7 Collaboration, authorship and data policies

7.1 Developing a Code of Conduct

Whether you are joining a lab group or establishing a new collaboration, articulating a set of shared agreements about how people in the group will treat each other will help create the conditions for successful collaboration. If agreements or a code of conduct do not yet exist, invite a conversation among all members to create them. Co-creation of a code of conduct will foster collaboration and engagement as a process in and of itself, and is important to ensure all voices heard such that your code of conduct represents the perspectives of your community. If a code of conduct already exists, and your community will be a long-acting collaboration, you might consider revising the code of conduct. Having your group ‘sign off’ on the code of conduct, whether revised or not, supports adoption of the principles.
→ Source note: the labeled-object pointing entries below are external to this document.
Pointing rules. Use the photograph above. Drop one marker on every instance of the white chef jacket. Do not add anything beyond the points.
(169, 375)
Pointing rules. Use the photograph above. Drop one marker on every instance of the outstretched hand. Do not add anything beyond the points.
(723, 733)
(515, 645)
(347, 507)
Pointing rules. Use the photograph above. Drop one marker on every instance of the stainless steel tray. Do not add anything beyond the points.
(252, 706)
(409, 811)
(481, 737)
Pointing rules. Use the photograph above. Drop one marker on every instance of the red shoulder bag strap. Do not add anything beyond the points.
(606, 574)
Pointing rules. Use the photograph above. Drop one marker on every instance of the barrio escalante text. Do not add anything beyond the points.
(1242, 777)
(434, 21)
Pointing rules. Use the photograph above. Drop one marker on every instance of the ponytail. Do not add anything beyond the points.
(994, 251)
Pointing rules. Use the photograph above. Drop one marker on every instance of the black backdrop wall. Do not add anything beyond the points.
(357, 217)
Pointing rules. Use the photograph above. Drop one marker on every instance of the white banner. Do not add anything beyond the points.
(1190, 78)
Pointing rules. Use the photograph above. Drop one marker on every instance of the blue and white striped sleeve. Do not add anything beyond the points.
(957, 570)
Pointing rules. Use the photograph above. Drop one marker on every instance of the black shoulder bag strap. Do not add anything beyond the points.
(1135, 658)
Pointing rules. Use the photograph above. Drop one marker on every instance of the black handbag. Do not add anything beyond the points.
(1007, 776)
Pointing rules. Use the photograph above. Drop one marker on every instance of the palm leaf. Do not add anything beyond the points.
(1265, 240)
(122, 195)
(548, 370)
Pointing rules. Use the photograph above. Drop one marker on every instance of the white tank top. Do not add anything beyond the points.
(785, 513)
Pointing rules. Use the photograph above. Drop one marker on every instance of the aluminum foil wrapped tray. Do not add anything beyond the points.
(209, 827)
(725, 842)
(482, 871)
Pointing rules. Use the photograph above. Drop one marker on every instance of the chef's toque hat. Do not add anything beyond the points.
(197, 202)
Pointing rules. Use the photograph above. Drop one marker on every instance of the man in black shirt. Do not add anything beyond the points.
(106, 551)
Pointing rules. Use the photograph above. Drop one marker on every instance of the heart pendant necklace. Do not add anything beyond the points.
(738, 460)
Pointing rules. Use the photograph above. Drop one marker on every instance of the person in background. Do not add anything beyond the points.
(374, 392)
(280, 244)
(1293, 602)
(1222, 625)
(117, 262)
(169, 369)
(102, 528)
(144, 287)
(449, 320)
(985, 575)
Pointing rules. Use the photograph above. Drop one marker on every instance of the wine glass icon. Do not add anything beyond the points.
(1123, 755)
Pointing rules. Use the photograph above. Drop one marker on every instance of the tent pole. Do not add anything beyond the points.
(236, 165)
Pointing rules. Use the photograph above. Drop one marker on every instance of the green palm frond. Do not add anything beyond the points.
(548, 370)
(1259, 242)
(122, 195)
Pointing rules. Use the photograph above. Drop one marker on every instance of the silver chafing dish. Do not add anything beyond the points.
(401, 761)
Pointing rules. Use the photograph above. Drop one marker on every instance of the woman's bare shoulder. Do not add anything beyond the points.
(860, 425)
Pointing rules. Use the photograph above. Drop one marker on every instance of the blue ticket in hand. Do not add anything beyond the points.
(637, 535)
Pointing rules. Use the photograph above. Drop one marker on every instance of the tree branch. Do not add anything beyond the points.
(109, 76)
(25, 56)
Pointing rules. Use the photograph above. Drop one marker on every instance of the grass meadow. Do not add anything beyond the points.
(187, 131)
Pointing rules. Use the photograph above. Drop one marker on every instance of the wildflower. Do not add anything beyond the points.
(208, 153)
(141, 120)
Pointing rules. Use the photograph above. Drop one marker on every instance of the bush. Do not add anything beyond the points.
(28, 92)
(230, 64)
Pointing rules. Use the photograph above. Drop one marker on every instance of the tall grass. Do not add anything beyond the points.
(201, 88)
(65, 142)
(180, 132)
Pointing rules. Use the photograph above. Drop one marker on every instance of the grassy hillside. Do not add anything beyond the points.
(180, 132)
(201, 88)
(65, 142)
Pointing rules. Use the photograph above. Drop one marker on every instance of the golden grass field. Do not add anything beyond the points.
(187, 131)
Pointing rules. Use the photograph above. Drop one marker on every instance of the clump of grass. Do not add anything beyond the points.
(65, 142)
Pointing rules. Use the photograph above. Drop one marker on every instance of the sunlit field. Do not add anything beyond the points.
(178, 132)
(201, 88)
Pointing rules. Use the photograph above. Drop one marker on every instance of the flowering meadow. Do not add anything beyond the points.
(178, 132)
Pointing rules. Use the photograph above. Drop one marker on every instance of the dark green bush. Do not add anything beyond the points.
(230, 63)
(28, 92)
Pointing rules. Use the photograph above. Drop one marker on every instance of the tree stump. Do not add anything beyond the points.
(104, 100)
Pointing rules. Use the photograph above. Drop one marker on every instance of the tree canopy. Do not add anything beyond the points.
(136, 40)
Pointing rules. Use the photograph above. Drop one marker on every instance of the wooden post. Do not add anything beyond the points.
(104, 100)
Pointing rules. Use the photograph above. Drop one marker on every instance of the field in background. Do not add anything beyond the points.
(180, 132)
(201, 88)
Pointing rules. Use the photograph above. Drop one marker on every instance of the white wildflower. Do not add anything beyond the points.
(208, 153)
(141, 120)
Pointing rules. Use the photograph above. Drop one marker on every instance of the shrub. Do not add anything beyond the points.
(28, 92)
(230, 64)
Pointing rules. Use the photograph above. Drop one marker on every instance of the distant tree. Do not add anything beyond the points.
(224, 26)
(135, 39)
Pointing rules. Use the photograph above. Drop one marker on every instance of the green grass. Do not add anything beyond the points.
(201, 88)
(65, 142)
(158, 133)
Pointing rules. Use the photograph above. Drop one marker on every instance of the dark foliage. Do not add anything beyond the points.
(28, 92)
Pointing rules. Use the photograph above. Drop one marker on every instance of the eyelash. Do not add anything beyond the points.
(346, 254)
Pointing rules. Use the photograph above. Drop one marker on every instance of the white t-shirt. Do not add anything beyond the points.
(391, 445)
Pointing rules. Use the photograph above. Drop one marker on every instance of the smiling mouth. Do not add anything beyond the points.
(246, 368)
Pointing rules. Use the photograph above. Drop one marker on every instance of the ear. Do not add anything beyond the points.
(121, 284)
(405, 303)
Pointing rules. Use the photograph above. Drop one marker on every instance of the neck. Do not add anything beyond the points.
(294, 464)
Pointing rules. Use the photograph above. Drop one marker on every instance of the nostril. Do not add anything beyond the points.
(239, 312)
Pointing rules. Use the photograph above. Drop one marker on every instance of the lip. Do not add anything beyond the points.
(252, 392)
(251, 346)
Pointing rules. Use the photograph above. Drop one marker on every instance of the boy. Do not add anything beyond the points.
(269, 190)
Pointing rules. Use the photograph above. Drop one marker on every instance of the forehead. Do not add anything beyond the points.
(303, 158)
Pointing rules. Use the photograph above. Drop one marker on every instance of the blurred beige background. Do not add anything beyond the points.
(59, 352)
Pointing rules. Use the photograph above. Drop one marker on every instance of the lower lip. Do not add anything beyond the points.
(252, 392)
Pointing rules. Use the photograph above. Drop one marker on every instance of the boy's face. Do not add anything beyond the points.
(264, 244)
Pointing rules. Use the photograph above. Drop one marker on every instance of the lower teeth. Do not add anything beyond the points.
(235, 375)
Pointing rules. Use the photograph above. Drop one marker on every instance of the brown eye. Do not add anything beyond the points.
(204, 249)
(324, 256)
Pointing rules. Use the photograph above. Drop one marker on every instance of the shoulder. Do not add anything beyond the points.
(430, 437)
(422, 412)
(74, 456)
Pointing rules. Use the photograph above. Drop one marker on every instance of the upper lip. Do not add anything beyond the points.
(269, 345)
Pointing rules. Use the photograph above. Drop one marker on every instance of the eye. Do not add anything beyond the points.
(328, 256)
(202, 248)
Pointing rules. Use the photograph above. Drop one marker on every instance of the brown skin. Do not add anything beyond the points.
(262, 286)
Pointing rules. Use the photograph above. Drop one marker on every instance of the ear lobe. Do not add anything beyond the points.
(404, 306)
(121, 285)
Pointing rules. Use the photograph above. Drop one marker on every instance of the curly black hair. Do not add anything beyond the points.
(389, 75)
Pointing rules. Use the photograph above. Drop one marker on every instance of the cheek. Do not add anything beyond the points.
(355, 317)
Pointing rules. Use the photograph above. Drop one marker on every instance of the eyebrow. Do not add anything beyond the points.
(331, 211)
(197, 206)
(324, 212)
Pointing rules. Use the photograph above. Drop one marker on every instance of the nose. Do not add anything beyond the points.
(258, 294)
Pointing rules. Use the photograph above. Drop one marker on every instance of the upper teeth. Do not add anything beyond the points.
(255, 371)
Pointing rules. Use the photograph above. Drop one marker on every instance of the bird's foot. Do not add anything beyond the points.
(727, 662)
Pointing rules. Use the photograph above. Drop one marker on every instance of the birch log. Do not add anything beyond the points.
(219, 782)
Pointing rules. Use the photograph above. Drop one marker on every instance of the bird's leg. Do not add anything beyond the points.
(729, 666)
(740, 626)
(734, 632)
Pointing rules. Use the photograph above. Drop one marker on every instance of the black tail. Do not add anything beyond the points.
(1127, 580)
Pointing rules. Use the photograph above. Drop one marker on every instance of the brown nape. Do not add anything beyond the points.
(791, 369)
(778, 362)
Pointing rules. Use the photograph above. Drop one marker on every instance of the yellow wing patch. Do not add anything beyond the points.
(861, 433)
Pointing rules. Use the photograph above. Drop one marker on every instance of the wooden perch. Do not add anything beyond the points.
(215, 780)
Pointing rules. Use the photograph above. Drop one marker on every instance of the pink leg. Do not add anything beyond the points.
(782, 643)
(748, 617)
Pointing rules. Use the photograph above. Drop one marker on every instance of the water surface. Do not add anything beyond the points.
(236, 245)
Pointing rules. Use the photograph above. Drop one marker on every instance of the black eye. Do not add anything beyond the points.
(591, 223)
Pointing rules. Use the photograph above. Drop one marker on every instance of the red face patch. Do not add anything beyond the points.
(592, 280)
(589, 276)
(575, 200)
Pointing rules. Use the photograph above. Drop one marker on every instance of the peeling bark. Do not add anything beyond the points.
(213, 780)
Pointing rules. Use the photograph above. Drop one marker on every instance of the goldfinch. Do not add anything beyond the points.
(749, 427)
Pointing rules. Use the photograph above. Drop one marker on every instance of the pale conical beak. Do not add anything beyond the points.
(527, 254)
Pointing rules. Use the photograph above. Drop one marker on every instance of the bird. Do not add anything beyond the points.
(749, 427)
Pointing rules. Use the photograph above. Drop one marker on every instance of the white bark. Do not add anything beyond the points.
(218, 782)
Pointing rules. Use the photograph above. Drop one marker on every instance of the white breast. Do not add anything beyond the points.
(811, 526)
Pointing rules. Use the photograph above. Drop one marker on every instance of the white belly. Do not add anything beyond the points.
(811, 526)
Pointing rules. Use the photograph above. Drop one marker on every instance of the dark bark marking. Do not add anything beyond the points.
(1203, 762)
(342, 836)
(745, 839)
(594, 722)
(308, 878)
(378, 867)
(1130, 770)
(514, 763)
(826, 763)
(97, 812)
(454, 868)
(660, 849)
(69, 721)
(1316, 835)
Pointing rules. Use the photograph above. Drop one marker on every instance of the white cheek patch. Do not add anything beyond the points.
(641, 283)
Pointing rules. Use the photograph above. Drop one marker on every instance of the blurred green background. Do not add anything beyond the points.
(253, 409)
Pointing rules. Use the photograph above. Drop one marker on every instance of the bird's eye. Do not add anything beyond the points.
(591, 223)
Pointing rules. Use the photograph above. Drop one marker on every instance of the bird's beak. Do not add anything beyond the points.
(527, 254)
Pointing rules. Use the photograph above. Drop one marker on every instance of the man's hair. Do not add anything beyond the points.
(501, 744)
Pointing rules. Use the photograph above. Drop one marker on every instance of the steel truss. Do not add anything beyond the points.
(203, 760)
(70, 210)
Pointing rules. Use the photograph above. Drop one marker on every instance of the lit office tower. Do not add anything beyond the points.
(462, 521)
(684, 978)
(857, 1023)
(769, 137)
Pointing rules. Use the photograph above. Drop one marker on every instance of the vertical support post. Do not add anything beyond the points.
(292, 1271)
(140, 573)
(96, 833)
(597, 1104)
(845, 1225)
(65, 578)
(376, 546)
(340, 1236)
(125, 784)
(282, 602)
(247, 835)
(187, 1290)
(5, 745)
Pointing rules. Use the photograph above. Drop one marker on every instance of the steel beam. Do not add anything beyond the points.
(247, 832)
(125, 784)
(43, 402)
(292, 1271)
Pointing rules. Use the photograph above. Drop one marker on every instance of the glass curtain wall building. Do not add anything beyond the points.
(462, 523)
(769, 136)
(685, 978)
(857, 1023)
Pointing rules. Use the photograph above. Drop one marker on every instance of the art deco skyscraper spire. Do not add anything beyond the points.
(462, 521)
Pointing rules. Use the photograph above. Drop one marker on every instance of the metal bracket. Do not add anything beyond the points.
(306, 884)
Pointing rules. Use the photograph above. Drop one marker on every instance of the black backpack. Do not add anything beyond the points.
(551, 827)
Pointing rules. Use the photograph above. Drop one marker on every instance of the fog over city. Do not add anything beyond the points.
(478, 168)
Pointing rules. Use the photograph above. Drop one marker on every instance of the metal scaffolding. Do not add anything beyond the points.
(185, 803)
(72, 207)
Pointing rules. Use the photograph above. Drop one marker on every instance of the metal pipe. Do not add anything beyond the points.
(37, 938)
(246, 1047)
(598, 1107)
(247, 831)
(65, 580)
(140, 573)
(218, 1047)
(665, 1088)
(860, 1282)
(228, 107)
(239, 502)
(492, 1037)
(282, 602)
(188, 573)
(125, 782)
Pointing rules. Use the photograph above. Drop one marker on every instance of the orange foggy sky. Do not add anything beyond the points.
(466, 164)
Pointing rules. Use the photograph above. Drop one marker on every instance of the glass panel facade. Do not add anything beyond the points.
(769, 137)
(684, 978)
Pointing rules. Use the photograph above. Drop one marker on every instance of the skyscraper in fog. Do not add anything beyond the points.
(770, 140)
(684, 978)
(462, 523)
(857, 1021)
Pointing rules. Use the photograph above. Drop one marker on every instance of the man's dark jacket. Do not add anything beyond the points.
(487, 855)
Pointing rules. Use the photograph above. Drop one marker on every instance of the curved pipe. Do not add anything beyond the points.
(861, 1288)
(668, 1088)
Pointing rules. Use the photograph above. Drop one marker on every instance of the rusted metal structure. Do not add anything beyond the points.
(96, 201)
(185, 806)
When creating a code of conduct, consider both the behaviors you want to encourage and those that will not be tolerated. For example, the Openscapes code of conduct includes Be respectful, honest, inclusive, accommodating, appreciative, and open to learning from everyone else. Do not attack, demean, disrupt, harass, or threaten others or encourage such behavior.

Below are other example codes of conduct:

7.2 Authorship and Credit Policies

Navigating issues of intellectual property and credit can be a challenge, particularly for early career researchers. Open communication is critical to avoiding misunderstandings and conflicts. Talk to your coauthors and collaborators about authorship, credit, and data sharing early and often. This is particularly important when working with new collaborators and across lab groups or disciplines which may have divergent views on authorship and data sharing. If you feel uncomfortable talking about issues surrounding credit or intellectual property, seek the advice or assistance of a mentor to support you in having these important conversations.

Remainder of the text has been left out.